Implement filtering, access-control, or mapping rules.
Inject or correct fields to emulate gateway logic or vendor quirks.
Schedule background tasks, metrics, or conditional faults.
Enabling scripts:
Configure scripts via the bridge config or load them at runtime using CLI/management commands; the bridge supports reloadable hooks for iterative development.
See umdt/bridge/scripts/ for examples and the bridge.py help text for available runtime flags.
4. Sniff (Traffic Capture)
UMDT includes lightweight "sniff" programs for capturing and inspecting Modbus traffic from TCP or serial/RTU transports. There are both CLI and GUI frontends:
CLI: sniff_cli.py — command-line packet capture and on-disk PCAP writer.
GUI: sniff_gui.py — a small PySide6 front-end for live capture, playback, and quick decoding.
Purpose:
Capture Modbus conversations for forensic analysis, debugging, and replay.
Produce PCAP files compatible with the UMDT Wireshark Lua wrapper (see above) so Modbus frames decode cleanly in Wireshark.
Common features:
Capture from a TCP endpoint (host:port) or a serial device (COM/tty, baud rate).
Save captures to PCAP, with the same UMDT 4-byte metadata header (direction, protocol hint) used by the bridge.
Optionally split upstream/downstream streams into separate files for easier analysis.
Live decoding using the built-in simple displayer (CLI) or the GUI's live view.
The GUI offers: Start/Stop capture, file naming, basic live decoding, and an option to open captures in Wireshark with the UMDT Lua wrapper.
Building the sniff binaries with PyInstaller:
build_dist.py will produce umdt_sniff and umdt_sniff_gui if the corresponding entry points exist.
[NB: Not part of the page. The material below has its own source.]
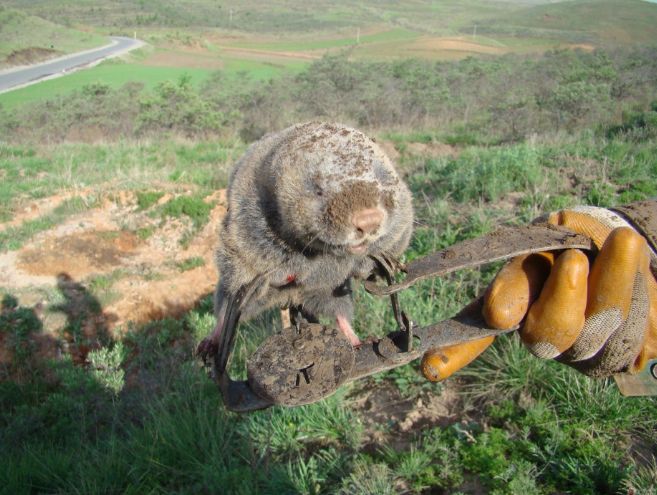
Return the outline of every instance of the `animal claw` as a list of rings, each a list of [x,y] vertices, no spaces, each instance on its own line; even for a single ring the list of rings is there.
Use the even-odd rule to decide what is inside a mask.
[[[203,339],[196,348],[196,356],[203,360],[204,364],[208,364],[208,360],[216,356],[219,348],[212,339]]]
Run:
python build_dist.py
and look for umdt_sniff / umdt_sniff_gui in ./dist/.
Notes & tips:
Use the Wireshark wrapper scripts (umdt_modbus_wrapper.lua + umdt_mbap.lua) to decode the PCAPs produced by the sniff tools.
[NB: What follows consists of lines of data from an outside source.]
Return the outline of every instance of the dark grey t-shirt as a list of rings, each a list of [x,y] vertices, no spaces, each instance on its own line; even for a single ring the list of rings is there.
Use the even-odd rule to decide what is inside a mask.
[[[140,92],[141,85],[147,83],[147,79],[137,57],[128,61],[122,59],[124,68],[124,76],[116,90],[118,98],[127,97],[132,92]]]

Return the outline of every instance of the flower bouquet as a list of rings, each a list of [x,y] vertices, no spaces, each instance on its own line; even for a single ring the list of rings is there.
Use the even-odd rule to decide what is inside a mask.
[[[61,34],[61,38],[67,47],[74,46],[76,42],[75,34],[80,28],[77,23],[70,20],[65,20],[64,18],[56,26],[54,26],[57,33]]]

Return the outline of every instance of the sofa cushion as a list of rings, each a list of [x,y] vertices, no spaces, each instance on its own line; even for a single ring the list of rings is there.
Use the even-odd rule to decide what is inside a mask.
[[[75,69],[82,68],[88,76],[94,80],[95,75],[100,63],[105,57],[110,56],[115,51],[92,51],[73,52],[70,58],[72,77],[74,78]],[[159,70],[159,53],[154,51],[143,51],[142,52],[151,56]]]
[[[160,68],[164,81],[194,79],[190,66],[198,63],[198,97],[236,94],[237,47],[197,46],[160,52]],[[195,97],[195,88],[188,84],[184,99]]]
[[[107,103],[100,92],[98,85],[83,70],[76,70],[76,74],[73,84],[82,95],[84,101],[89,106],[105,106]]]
When capturing RTU frames, ensure the sniff tool or the environment exposes the serial line in raw mode so CRCs are preserved for the wrapper to strip appropriately.
Development Notes
Setup
Install dependencies:
pip install -r requirements.txt
(Optional) Install dev dependencies for testing/building:
pip install -r requirements-dev.txt
Project Layout
main_cli.py / main_gui.py: Interactive tools.
mock_server_cli.py / mock_server_gui.py: Mock server tools.
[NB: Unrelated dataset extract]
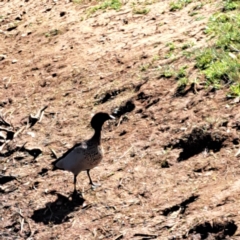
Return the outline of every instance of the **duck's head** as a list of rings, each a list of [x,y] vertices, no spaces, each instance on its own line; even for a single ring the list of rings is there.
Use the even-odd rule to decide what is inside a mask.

bridge.py: Bridge entry point.
umdt/: Core package source.
tests/: Pytest suite.
Testing
Run unit tests:
pytest
End-to-end (E2E) Docker tests
Requirements: Docker (and docker compose) installed. On Windows, WSL2 is recommended for CI-like environments.
Start the test environment and run the E2E suite:
docker compose -f tests/e2e/docker-compose.yml up --build --abort-on-container-exit
# in another shell (or after containers are up) run the E2E pytest suite
pytest tests/e2e -q
# OR run only E2E-marked tests
pytest -m e2e
UI tests
UI tests exercise the PySide6 GUI and require the GUI runtime and pytest-qt (or equivalent fixtures).
Notes: Running GUI tests on headless CI typically requires an X server or virtual framebuffer (e.g., xvfb) or using a Windows-native test runner. For quick local iteration on Windows, run tests directly in the desktop session.